If your child brings a note home from school or day care saying he or she has been having difficulties; if your child is squinting, holding a book close to her face or sitting too close to the television; or if your child often complains of headaches, it’s time for an eye exam.

Even if your child doesn’t show any of these behaviors or indicators, it’s a good idea to take him for an eye exam before beginning grade school.

Once the exam is done and it is determined that your little one needs glasses, how do you choose the right ones?

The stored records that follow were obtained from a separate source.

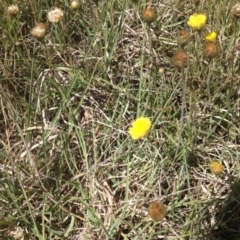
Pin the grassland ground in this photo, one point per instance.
(68, 166)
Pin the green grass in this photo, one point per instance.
(69, 169)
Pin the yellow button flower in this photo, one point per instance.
(216, 168)
(197, 21)
(140, 128)
(211, 37)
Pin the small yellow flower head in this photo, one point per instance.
(13, 9)
(140, 128)
(75, 4)
(197, 21)
(216, 167)
(211, 49)
(183, 37)
(55, 15)
(149, 15)
(39, 31)
(180, 59)
(236, 10)
(211, 37)
(157, 210)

Choosing Your Child’s First Glasses: Comfort, Safety and Fit

1) Make sure the frames fit comfortably across the bridge of the nose, and are made of a good quality material. If your child has a sensitivity to certain metals, a plastic frame might be the best option. Also, don’t choose frames that are too big.

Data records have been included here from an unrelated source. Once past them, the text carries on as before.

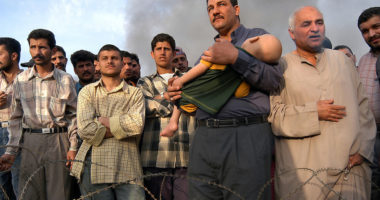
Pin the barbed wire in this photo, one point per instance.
(314, 175)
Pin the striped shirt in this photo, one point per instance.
(42, 103)
(7, 88)
(367, 73)
(157, 151)
(116, 159)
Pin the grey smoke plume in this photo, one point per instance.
(187, 21)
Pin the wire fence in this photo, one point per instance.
(314, 176)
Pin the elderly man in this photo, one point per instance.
(321, 118)
(369, 25)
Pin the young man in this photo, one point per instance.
(83, 62)
(59, 58)
(44, 118)
(322, 119)
(110, 120)
(162, 154)
(131, 70)
(180, 60)
(369, 26)
(229, 144)
(9, 58)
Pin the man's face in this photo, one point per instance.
(371, 32)
(180, 62)
(136, 69)
(309, 30)
(5, 59)
(40, 51)
(59, 60)
(126, 71)
(348, 54)
(163, 54)
(110, 63)
(85, 71)
(97, 73)
(222, 15)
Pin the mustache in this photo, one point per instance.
(217, 17)
(38, 56)
(376, 36)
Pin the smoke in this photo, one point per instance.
(187, 21)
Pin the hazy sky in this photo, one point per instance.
(131, 24)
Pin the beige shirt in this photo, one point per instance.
(47, 102)
(114, 159)
(305, 142)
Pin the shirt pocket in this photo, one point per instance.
(57, 107)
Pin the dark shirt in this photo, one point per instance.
(263, 79)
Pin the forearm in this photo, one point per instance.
(193, 73)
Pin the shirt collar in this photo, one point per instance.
(236, 34)
(121, 86)
(33, 73)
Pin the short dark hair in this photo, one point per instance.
(59, 48)
(125, 54)
(135, 57)
(11, 45)
(163, 37)
(109, 47)
(43, 34)
(367, 14)
(343, 47)
(233, 2)
(80, 56)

2) Choose lenses that are made out of an impact-resistant material and provide UV protection. The lenses should be as thin and light as possible. A scratch-resistant coating is also a good idea.

3) Once the glasses arrive, make sure that they fit your child’s face well and do not slip down the nose when your child moves her head.

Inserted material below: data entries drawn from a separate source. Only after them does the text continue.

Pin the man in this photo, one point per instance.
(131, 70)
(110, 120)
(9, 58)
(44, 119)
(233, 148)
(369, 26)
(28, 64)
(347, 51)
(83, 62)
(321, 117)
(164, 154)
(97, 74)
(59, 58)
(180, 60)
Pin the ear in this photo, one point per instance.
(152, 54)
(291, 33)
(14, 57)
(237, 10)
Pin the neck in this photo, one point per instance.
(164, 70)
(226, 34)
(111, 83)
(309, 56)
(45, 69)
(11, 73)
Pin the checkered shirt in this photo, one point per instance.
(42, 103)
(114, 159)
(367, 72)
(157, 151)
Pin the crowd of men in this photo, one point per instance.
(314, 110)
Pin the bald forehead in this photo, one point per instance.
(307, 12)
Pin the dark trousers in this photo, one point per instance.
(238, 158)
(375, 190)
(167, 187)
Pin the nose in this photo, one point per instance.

Look for red marks behind the ears or on the bridge of the nose after a couple of hours. These mean that the glasses fit too tightly. It is also important for you to learn and teach your child how to care for their glasses.

How to Get Your Child to Wear their New Glasses

To help encourage your child’s compliance with this new visual requirement, allow him child to choose the frames he would like. This is a time when he can be a little creative. If he likes them or thinks they’re cool, he's more likely to wear them without much fuss.

Give your child positive feedback about her choice and about how she looks in them.

Be aware that it will take a child a few days to get used to how the glasses look and feel on her face, and what the world looks like when she puts the glasses on.


1) Glasses for Children. Doctors of Optometry of Canada. Web. Accessed: Aug 10, 2014.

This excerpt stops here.